The XAG/USD is currently flirting with the 100-day simple moving average (SMA), which, if decisively broken, would open the way for a near-term advance. In the meantime, oscillators on hourly charts remain bullish and have only begun to move into the positive zone on the daily chart. This, in turn, increases the likelihood of a future breach of the aforementioned barrier.

 

The XAG/USD pair might then attempt to exceed the $20.00 psychological level and climb toward the next significant barrier near $20.50. Bulls might then attempt to retake the $21.00 round-number level. This corresponds to the 200-day exponential moving average, above which the momentum might finally drive spot prices back to the monthly swing high, around $21.25.

 

On the other hand, the $19.20 region appears to protect the immediate downside ahead of the $19.00 level and the 200-hour simple moving average, which is currently in the $18.80 zone.
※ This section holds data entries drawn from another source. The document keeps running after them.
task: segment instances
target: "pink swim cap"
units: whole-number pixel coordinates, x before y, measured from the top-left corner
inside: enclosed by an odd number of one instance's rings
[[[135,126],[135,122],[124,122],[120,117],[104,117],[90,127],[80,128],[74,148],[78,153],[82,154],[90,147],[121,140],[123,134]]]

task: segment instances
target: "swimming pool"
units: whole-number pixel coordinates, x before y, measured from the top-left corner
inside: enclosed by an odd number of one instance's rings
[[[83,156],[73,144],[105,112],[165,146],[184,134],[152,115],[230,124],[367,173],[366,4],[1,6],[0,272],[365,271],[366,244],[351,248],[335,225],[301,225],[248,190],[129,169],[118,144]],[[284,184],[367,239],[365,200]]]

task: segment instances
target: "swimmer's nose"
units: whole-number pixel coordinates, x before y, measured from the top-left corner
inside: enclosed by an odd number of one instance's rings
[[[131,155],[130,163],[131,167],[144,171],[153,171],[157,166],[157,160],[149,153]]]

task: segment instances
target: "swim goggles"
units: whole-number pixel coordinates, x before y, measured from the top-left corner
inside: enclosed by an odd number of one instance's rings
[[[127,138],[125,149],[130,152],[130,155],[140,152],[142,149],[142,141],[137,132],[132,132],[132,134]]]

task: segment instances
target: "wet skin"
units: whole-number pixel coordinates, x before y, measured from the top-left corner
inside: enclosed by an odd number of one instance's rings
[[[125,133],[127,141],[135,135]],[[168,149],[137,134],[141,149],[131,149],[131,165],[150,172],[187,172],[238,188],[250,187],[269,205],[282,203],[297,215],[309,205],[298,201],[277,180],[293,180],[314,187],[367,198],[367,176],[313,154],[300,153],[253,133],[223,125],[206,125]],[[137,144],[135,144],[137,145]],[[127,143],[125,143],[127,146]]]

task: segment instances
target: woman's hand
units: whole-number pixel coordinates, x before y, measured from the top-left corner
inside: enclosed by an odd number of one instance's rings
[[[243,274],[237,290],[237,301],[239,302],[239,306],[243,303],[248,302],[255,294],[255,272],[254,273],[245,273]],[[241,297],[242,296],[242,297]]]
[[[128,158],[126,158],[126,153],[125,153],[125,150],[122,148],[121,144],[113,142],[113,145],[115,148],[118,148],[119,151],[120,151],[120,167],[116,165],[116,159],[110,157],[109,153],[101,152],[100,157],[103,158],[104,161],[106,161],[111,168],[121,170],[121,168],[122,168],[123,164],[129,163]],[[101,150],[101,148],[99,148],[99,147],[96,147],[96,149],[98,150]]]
A convincing breach below could prompt some technical selling and make the XAG/USD susceptible to accelerate the decline towards the $18.30-$18.25 intermediate support en route to the next crucial level near $18.00.

 

Failure to defend the latter will nullify any near-term bullish bias and return the bias to favor bearish traders. The continuing decline has the potential to bring the XAG/USD pair closer to its September low of $17.55 for the year. The decline might extend to the next significant support near the $17.00 round-number mark.